This is the implementation for our C-DSVAE, a novel self-supervised disentangled sequential representation learning method.

A pytorch-lightning implementation (with docker env) can be found here.

Requirements

  • Python 3
  • PyTorch 1.7
  • Numpy 1.18.5

Dataset

Sprites

We provide the raw Sprites .npy files. One can also find the dataset on a third-party repo.
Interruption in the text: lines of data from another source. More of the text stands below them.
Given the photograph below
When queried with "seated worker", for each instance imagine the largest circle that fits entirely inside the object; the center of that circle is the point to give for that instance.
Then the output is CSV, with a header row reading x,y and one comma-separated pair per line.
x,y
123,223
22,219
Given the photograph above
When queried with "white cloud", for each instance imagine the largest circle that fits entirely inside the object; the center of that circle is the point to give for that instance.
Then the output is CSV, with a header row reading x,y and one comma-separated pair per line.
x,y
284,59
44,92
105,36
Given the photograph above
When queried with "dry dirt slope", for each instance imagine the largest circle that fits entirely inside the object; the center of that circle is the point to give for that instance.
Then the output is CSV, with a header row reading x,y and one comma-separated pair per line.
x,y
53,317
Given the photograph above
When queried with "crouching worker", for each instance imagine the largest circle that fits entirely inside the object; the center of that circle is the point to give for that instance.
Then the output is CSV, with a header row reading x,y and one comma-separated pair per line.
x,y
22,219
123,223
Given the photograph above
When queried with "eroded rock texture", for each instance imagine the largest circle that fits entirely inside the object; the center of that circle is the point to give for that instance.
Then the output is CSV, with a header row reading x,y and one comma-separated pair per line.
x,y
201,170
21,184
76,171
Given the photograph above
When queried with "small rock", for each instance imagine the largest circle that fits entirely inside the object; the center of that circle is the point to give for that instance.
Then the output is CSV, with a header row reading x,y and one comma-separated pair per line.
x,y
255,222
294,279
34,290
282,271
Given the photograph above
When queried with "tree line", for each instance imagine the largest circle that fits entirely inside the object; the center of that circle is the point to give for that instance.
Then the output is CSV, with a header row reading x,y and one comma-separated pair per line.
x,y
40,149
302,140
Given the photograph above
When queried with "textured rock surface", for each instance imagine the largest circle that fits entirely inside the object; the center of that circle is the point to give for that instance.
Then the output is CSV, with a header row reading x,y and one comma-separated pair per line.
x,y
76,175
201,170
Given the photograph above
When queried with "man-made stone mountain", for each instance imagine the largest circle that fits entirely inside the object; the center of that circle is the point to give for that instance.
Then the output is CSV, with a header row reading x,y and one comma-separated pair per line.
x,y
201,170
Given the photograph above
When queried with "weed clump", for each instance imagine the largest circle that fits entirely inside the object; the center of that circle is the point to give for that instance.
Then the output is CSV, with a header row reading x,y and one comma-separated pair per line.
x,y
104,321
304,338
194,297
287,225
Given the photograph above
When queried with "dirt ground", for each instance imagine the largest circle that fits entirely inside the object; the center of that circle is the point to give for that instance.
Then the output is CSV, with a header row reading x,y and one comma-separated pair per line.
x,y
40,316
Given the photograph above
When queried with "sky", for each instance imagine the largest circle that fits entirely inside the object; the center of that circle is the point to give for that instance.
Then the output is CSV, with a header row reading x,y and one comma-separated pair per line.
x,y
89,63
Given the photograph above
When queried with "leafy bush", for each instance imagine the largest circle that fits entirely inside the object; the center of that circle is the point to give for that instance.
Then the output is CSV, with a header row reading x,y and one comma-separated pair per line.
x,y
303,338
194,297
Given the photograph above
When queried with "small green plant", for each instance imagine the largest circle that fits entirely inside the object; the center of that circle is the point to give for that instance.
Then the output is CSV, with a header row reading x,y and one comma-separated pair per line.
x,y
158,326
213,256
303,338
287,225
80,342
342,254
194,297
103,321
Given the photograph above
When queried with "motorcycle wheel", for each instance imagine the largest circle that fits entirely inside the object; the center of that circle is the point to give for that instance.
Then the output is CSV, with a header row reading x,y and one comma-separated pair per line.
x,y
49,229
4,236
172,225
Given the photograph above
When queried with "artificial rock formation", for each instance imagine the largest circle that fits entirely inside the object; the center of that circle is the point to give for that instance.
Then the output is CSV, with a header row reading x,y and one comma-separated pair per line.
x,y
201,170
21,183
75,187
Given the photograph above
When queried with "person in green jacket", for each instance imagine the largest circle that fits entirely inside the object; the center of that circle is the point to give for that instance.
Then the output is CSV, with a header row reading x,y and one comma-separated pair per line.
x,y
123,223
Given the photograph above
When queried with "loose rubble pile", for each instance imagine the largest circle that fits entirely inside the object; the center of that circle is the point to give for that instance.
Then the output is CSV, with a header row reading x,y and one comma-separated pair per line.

For each split (train/test), we expect the following components for each sequence sample

  • x: raw sample of shape [8, 3, 64, 64]
  • c_aug: content augmentation of shape [8, 3, 64, 64]
  • m_aug: motion augmentation of shape [8, 3, 64, 64]
  • motion factors: action (3 classes), direction (3 classes)
  • content factors: skin, tops, pants, hair (each with 6 classes)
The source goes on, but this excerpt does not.